Empecé a pensar en mi relación, o la falta de ella, con Diego. Nunca habíamos hablado de verdad. Nunca habíamos compartido nada. Yo me había enamorado de una cara bonita y de la idea de popularidad. Era un amor vacío, sin cimientos. Y ahora que sabía la verdad sobre él, se sentía aún más hueco.
Le pedí permiso a mi tutora para saltarme las clases de educación física por un par de semanas, usando la intoxicación como excusa. Ya no tenía que verlo en la cancha de fútbol, ya no tenía que fingir que no me importaba. Empecé a usar ese tiempo para ir a un taller de cocina que ofrecían como actividad extracurricular. Era mi pequeño secreto, mi refugio.
"Oye, te ves diferente", me dijo Clara un día en la cafetería. "Más... no sé, más ligera. Como si te hubieras quitado un peso de encima".
Sonreí. "Dejé de madrugar para ver entrenar a cierto futbolista. Resulta que dormir ocho horas hace maravillas".

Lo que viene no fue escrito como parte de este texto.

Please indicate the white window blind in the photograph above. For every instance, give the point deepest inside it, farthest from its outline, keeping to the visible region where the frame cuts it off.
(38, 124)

Clara se rió. "¡No me digas que por fin superaste a Diego! ¡Aleluya!".
"¿Superar qué? Nunca hubo nada que supe...".
"Sofía, necesito que vengas conmigo".
La voz de Diego me interrumpió. Estaba parado junto a nuestra mesa. Clara y yo nos quedamos heladas.

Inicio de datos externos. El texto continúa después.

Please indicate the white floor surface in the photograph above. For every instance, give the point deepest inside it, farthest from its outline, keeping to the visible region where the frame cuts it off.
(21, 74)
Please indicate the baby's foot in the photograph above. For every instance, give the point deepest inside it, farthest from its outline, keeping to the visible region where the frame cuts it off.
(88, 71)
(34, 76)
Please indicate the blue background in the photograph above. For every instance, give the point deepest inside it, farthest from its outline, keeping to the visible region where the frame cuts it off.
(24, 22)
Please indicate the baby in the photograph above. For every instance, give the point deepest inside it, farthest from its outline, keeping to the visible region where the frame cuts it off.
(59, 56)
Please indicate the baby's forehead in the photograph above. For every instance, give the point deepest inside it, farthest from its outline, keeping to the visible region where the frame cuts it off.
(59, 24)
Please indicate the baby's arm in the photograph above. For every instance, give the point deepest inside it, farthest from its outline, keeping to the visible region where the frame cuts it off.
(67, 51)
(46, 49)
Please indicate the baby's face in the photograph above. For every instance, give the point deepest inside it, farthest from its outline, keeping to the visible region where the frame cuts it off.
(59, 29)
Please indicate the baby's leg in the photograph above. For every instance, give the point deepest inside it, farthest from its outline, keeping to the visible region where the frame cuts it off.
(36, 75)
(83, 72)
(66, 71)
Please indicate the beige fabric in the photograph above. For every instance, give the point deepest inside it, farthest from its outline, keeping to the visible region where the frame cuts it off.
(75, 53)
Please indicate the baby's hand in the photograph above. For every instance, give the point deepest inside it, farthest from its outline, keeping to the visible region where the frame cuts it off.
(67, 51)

"Estoy ocupada", respondí, sin mirarlo.
"Es importante. La maestra de literatura quiere verte. Me pidió que te buscara".
Era una excusa tan obvia. Pero no podía negarme si involucraba a una maestra.
"Voy en un minuto", dije.
"Dijo que ahora". Su tono era insistente.

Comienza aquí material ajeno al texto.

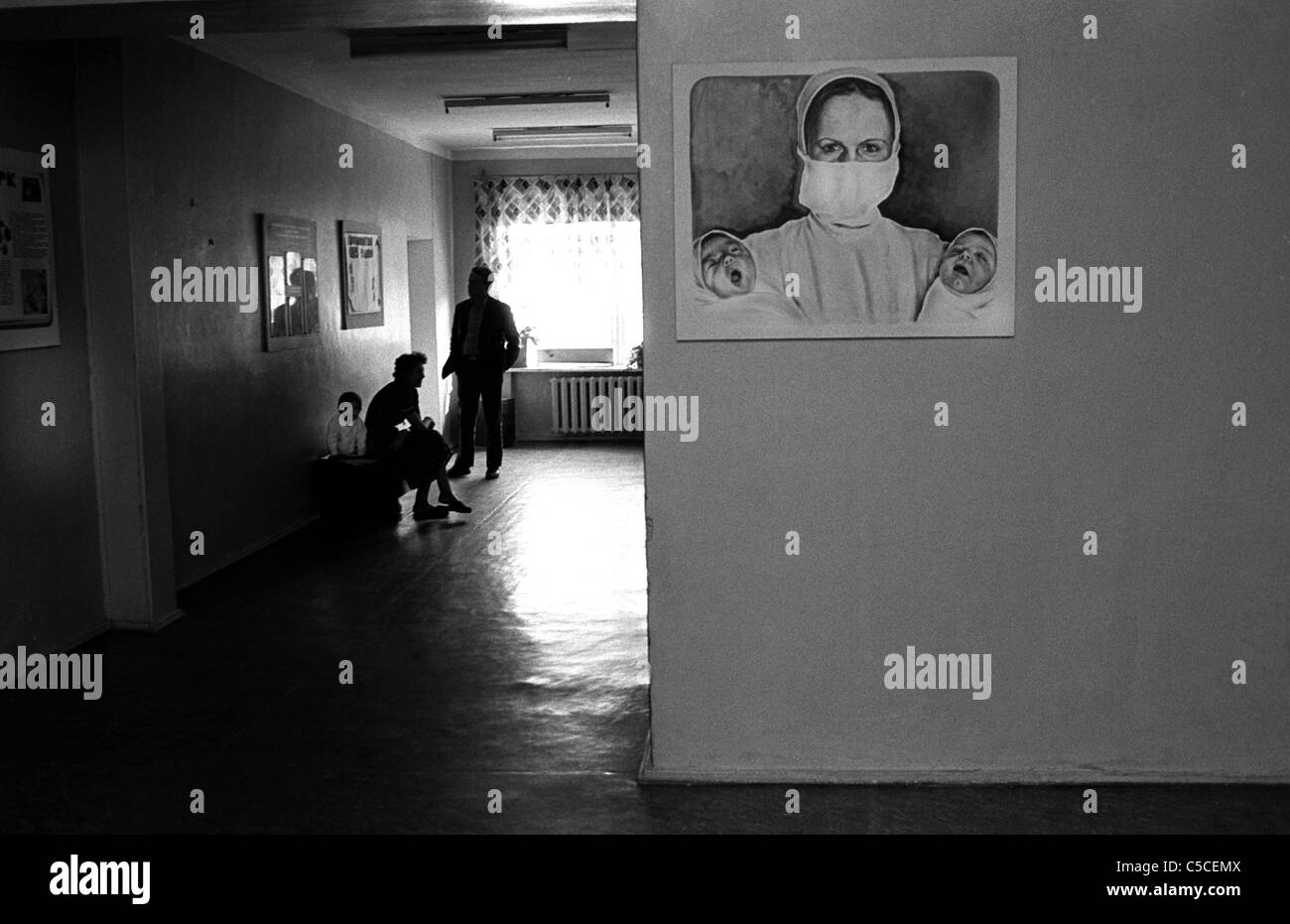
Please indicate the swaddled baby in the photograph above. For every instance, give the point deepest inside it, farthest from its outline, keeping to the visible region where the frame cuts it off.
(964, 291)
(729, 287)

Suspiré, fastidiada. "Ok, vamos".
Me levanté y caminé delante de él, a un paso rápido. Mantuve la distancia, consciente de cada centímetro que nos separaba. No hablamos en todo el camino a la sala de maestros.
Al llegar, la maestra de literatura no estaba sola. Valeria estaba sentada frente a su escritorio, con los ojos rojos, como si hubiera estado llorando. La maestra nos miró a los tres con una expresión grave.
"Sofía, siéntate por favor", dijo.
Me senté, sintiendo un nudo de ansiedad en el estómago. Miré a Diego. Él no me miraba a mí. Miraba a Valeria, y en su cara había una expresión de genuina preocupación. Era la misma cara que yo había deseado que pusiera por mí.
"Valeria tiene una acusación muy seria que hacer", comenzó la maestra. "Dice que le robaste un collar de su casillero".
La miré, incrédula. Valeria me sostuvo la mirada, y en sus ojos vi una malicia triunfante.
"Eso no es verdad", dije, mi voz apenas un susurro.
"Ella dice que te vio cerca de su casillero esta mañana", continuó la maestra. "Y el collar desapareció justo después".
"Yo no robé nada".
"¿Por qué te creeríamos a ti?", saltó Valeria, su voz llena de lágrimas falsas. "¡Ese collar era de mi abuela! ¡Y tú siempre me has odiado porque estoy cerca de Diego!".
Miré a Diego, esperando que dijera algo. Que la detuviera. Que dijera la verdad. Pero él solo miraba a Valeria, con esa expresión de angustia que me partía el alma, no por celos, sino por la confirmación final. Él siempre la elegiría a ella. Su lealtad no era para la justicia, era para ella.